Untuk itu diperlukan kampanye tahap dua dan ini sebenarnya jauh lebih penting untuk menyehatkan iklim kampanye kita yang bobroknya luar biasa. Kampanye ini adalah common campaign.
Common artinya sama, sejajar dan semacamnya. Artinya, si juru kampanye, caleg, capres dan yang lain-lain, mesti menempatkan diri dulu sejajar dengan dengan masyarakat. Jadi kalau ketemu petani ya jangan pakai dasi. Mungkin si petani nanti akan terpana (karena ada variabel kelas dalam masyarakat yang masih feodal), namun keterpanaan tidak akan efektif karena justru dengan adanya jurang kesenjangan itu, si petani tadi menjadi antipati.
Dampak jelek yang kedua, karena “dasi” itu nanti dilambangkan dengan tingkat yang lebih tinggi, maka yang lebih rendah akan berada dalam posisi “meminta”. Dari situ bisa ketahuan, mengapa banyak orang yang berkampanye harus menyediakan duit banyak untuk dibagi-bagikan kepada masyarakat yang ditemuinya. Dan itu jelas money politic. Money politic tak melulu uang, tapi juga paket sembako, iming-iming kupon sembako murah dan seterusnya.
Parpol tak ada urusannya dengan pembagian sembako, itu urusannya Bulog, mekanisme pasar, Deperindag, dan kawan-kawannya. Partai politik ya urusannya politik saja, jangan sampai bawa-bawa baju yang lain. Parpol urusannya bagaimana mekanisme itu berjalan adil dalam dataran kebijakan, pressing ke eksekutif dan seterusnya. Jadi kalau parpol sampai membagi kupon sembako, sekali lagi itu namanya “jual beli”, dan itu money politic.

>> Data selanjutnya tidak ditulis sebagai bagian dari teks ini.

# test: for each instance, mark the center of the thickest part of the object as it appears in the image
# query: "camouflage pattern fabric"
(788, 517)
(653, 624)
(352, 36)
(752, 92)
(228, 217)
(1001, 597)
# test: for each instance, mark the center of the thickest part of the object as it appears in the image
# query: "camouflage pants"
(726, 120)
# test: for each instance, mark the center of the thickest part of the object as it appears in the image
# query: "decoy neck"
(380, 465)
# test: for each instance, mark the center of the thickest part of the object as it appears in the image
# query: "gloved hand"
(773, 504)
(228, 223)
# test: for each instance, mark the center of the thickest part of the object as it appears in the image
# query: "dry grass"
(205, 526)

Nah, konsep kesejajaran ini pun sebenarnya tak ideal. Pasalnya, eksekutif itu sejatinya “pelayan”, dan legislatif itu “wakil”. Jadi, posisinya hakikatnya lebih rendah dari masyarakat. Dengan begini, sebenarnya ditinjau posisi komunikasi, para caleg, capres atau kandidat dalam pilkada, itu adalah “komunikan”; pihak yang menjadi objek komunikasi. Karena dia objek, maka posisinya lebih banyak menerima dan mendengarkan. Tidak bisa dipakai sistem dua arah, karena posisinya sudah berbeda. Apapun cerita sebuah “diskusi” antara “guru” dan “murid”, tetap saja substansinya adalah guru sedang mengajarkan ilmu kepada murid, bukan sebaliknya.
Konsekuensi ini menyuratkan banyak hal. Pertama, rakyat mesti diperkuat dalam seluruh dimensinya. Bagaimana memperkuat posisi rakyat? Kalau dalam konteks pemilu, biarkan rakyat yang memilih, jangan partai lagi yang menentukan. Itu makanya, ketika putusan Mahkamah Konstitusi (MK) keluar, itu disebut sebagai kemenangan rakyat.
Kalau partai-partai diberi kewenangan penuh untuk memilih siapa calon yang berhak mendapatkan kursi, maka itu adalah kemunduran dan itu penipuan kepada rakyat. Partai-partai yang masih bersandar pada sistem prioritas kader partai berdasarkan mekanisme nomor urut dan “malu-malu” serta terpaksa menerapkan sistem suara terbanyak, adalah partai hipokrit. Kepada mereka-mereka ini, tak layak untuk diberikan suara.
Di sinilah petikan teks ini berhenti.